According to the School of Life, Philosophical Mediation is the act of thinking through the things you are anxious about. Are you afraid of missing your flight? Think about if you actually did miss your flight? What would your plan be? Would it be the end of the world? Probably not. This western style of meditation focuses on creating solutions to the problems you’ve created in your mind.
Listen to Loud Music
Don’t blow your eardrums out, but listening to music at louder volumes has been proven in a few studies to relax you. Try turning up your tunes and tuning out the world.
Manage Your Emotions
Go ahead and accept the fact that you cannot control your anxiety. You can’t command it to stop when you get frustrated and you can’t tell it to roll over or play dead. Anxiety doesn’t work that way. Instead of fighting so hard to stop your anxiety, learn to regulate it. Learn little ways that you can manage your anxiety when you feel it coming on strong. I like to rationalize what I’m being anxious about. Force your fears into the lime light and call into question whether it’s actually work freaking out over. Once I’ve zeroed in on what I’m actually afraid of, I quickly learn that it isn’t rational at all. From there, I counsel myself using logic and rational. “Okay, I’m afraid of X, but in reality…” “If X does happen, then Y is the plan for getting past it.” Don’t try to fight away how you feel. Instead, take a second to confront your feelings. Bad things WILL happen, but think about your plan when they do. It’s a fruitless task to be constantly in fear of bad things.
Don’t Beat Yourself Up
I’ve been reading an excellent book called F*ck Feelings by Sarah and Michael Bennett. The book provides practical, brutally honest advice on how to deal with your anxiety. One key piece of advice the book provides is don’t be upset with yourself if you get too anxious to do something, just accept what you can’t control and manage what you can. If you allow your anxiety to get the better of you and it causes you to behave in a way contrary to the way you prefer, don’t become guilty or usept with yourself. Forgive yourself and make a note to be more careful next time. Self-destruction is a wicked cycle. You do something wrong, then you beat yourself up, then you become more anxious/depressed, then you do something wrong again. The cycle continues. End the cycle and make a point to give yourself a break.

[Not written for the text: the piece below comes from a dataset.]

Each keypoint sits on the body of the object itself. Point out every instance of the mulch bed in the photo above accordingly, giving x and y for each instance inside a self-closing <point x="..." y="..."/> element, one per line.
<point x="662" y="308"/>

Understand Your Anxiety but Don’t Try to Find Its Origins or Roots
jj As F*ck Your Feelings so eloquently states, do NOT try to go rooting around in your childhood, subconscious or heart and soul to figure out where you anxiety is coming from. It’s a pointless way to avoid dealing with the problem. However you got it doesn’t matter so much, all that matter is that you have anxiety right now and need to deal with it. Instead, try to figure out what it is your afraid of and how you can deal with it.
I have pretty severe anxiety according to my doctors and these tips have been so incredibly life changing! I know they can be for you too. Just remember not to take life too seriously. Have fun and reward yourself when you rationalize your fears or manage your anxiety in scary situations.